April 2011

A Royal Coronation

Easter is coming.  It’s about as late as it can be (the latest possibility is April 25th).  We’ll celebrate it this year on April 24th, with a grand service of worship: all the choirs will sing, the youth will present the story of Jesus’ life and passion, and the congregation will join in on the Hallelujah Chorus.  The church will be filled with people, flowers, faith, and joy as we sing with Handel:

 

The kingdom of this world
Is become the kingdom of our Lord,
And of His Christ;
And He shall reign for ever and ever,
King of kings, and Lord of lords,
Hallelujah! Hallelujah! Hallelujah!

 

            But it is too easy to skip directly to Easter and bypass the days that come before.  Holy Week begins with Palm Sunday (this year on April 17th).  Sadly (to me) many churches no longer celebrate “Palm Sunday”.  They will celebrate that day as “Passion Sunday”, telling the story of all that happens from Jesus’ entry into Jerusalem through His crucifixion.  They will do that because they don’t expect many congregants to be present for worship on Maundy Thursday or Good Friday.  I am grateful that this is not so true in our church.

            As we move through the events of Holy Week toward Easter, we witness how the lyrics of the Hallelujah Chorus (taken from Revelation 11:15 and 17:14) became the truth.  Imagine the story set against a similar event in a modern country, like England.  Suppose Jesus arrives in London in a bulletproof limo.  Imagine him driving down the avenue to Westminster Abbey.  In your mind’s eye, picture the bejeweled crown placed on his head before an admiring crowd.  See him ascend the steps and take his seat on the gilded throne.  In my analogy, London is Jerusalem.  The limo is a beast of burden.  Westminster Abbey is the court of Pilate with a jeering crowd.  His crown is made of thorns, and his throne is a cross (made of wood not gold or silver).  Do you see how God has acted to turn the world and its view of power upside down?
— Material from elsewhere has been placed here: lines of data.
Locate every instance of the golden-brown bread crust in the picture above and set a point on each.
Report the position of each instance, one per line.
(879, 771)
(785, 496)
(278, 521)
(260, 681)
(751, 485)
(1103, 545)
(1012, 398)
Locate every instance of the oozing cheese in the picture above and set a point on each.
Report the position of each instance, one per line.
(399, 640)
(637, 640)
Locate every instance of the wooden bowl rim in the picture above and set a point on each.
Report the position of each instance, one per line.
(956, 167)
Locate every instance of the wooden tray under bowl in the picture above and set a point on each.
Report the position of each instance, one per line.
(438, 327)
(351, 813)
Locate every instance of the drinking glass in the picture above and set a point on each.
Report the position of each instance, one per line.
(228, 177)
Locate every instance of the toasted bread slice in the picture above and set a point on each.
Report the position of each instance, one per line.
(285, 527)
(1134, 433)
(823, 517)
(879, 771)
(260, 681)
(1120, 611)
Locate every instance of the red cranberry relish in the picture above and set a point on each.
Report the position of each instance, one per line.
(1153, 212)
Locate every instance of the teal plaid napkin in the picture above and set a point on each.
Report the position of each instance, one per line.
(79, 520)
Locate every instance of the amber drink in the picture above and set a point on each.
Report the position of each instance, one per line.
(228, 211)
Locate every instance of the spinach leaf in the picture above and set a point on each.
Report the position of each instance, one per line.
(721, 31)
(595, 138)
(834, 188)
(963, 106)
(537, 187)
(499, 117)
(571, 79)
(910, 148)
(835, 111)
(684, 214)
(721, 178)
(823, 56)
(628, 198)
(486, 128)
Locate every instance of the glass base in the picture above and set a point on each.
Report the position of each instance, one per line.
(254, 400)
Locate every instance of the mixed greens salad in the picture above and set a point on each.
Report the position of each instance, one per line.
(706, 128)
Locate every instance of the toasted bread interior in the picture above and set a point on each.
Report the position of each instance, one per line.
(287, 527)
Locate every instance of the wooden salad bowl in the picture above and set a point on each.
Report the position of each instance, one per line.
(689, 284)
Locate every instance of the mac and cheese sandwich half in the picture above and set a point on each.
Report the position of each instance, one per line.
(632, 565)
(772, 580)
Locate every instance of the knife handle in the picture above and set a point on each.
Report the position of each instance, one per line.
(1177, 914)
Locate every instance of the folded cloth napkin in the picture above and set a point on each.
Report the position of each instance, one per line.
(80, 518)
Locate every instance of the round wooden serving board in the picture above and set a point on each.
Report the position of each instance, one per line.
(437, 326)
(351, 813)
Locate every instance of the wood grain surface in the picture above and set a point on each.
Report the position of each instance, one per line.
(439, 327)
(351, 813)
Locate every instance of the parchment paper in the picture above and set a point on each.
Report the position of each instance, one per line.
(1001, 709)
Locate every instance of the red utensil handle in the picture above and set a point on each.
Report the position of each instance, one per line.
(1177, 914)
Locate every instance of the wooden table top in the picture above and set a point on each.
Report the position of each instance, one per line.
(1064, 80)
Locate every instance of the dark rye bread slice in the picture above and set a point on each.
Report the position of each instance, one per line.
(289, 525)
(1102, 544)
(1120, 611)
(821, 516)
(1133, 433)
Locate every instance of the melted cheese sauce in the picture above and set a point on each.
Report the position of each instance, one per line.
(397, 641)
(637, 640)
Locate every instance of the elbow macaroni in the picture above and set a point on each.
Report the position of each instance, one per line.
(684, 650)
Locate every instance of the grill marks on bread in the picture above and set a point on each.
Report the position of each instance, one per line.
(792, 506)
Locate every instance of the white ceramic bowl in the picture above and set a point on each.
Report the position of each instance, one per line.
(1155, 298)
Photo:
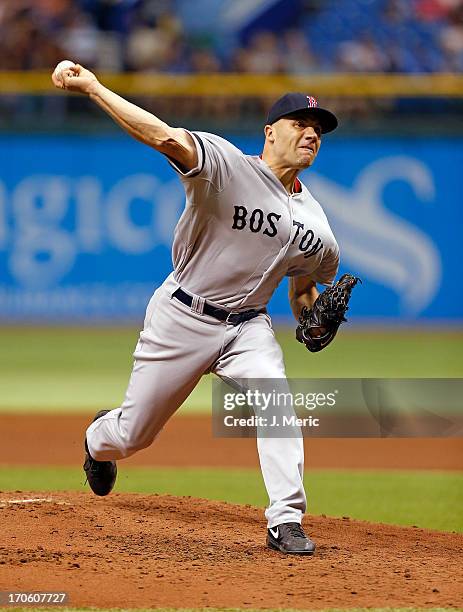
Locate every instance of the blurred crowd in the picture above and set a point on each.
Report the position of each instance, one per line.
(147, 35)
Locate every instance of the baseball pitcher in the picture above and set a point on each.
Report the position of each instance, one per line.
(248, 222)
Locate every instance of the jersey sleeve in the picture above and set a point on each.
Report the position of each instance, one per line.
(216, 158)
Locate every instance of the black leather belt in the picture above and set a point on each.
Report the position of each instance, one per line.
(234, 318)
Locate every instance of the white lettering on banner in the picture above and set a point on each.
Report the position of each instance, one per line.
(40, 258)
(89, 223)
(41, 251)
(125, 234)
(378, 244)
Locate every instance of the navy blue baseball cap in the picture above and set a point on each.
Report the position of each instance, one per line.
(297, 102)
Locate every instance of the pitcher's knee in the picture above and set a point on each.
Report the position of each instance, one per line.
(136, 438)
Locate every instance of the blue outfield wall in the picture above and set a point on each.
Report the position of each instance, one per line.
(86, 225)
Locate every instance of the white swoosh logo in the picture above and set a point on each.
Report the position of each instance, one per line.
(274, 533)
            Easter, with its Hallelujah Chorus, finds its full meaning through the events that precede it: in Jesus’ life and death.  It is because Jesus was experienced as the very presence of God Incarnate, suffering and dying an ignoble death for love of the world, that Easter has the power to transform our lives.  It is because God has raised from the dead this Jesus, in whom divinity and humanity were united, that we sing “King of Kings and Lord of Lords.”

            Of the four, the Gospel According to John gets to the heart of this paradox.  In John’s Gospel, day of Jesus’ coronation and enthronement, the hour of Jesus’ glory, is not Easter but Good Friday.  Jesus is lifted up to reign from a cross.  For John, eternal life flows from Christ’s wounds, from the imprint of nails and spear which Thomas was invited to touch.  With Thomas, we can only fall to our knees and proclaim the Crucified One as our Lord and Our God.
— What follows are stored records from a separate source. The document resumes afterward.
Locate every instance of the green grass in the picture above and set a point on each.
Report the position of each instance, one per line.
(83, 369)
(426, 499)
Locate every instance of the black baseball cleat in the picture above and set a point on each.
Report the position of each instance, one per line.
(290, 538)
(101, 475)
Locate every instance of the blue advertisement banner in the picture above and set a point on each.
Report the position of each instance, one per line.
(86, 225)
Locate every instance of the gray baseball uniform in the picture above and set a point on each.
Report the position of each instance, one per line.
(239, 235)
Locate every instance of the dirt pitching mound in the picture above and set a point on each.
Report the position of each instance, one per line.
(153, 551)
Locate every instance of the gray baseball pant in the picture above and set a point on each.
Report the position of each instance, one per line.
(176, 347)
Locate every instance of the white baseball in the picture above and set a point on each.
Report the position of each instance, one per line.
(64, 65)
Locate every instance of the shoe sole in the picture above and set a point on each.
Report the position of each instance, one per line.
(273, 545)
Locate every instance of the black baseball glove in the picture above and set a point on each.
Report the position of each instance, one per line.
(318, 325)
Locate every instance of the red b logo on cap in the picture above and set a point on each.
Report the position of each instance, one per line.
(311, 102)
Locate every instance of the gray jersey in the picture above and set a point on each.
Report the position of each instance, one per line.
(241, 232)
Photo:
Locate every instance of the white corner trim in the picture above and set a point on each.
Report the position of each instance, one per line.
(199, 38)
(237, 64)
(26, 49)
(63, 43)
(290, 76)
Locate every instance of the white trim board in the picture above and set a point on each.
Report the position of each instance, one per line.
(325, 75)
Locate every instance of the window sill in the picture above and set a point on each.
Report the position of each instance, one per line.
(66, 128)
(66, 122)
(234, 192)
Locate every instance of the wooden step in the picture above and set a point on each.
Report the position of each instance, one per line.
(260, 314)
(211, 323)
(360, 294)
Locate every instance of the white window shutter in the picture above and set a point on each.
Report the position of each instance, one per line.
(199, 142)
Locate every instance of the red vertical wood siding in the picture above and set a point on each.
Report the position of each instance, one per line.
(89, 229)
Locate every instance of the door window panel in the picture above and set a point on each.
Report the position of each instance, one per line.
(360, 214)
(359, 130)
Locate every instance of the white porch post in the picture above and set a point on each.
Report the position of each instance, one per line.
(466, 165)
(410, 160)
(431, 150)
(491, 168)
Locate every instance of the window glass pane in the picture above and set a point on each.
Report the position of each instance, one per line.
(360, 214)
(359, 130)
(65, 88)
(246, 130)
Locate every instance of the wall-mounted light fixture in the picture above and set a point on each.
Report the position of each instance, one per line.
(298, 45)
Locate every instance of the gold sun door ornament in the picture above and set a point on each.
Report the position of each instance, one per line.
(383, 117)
            I hope you will enter into the full experience of Holy Week this year: Palm Sunday, as Jesus enters Jerusalem to cheering crowds; Maundy Thursday, as Jesus gathers his disciples around him for his last supper, a Seder anticipating his sacrifice; Good Friday, as Jesus dies at our hands; and Easter as the power of God’s love conquers fear, hate, sin, and death.  May our participation in the whole of this holy week renew and deepen our faith, our hope, and our love.  For God so loved the world…

Comments

Another side of London

I see London in a whole different light.   There will be a coronation in London some future day with cheering not jeering crowds.   First, there will be a wedding, a royal wedding. The king, or in this case, future king, still has two bodies according to a theory perhaps only eggheads at the CUNY Graduate Center still labor over.  In his temporal body, William Wales will wed his longterm, live-in girlfriend as a modern man but in his other, that is the body of the king who stands in for Christ the king in this worldy realm, he will reoresent all that we hold sacred.  "Ich Dien" will be his motto and serve he will everyone from the papparazzi to the populace and the interminable charitable events he will attend.  Satanic mills. Jerusalem upon the shores of the Thames, no matter how it can be seen, London is a sacred city where God is palpable in every other stone.  Cries will go up for country, king and God.  In William, despite his having to often comfort his own mother and his father who speaks to flowers, we trust to get it right.  God will be in him and if fate is merciful, there will not be a cross in sight.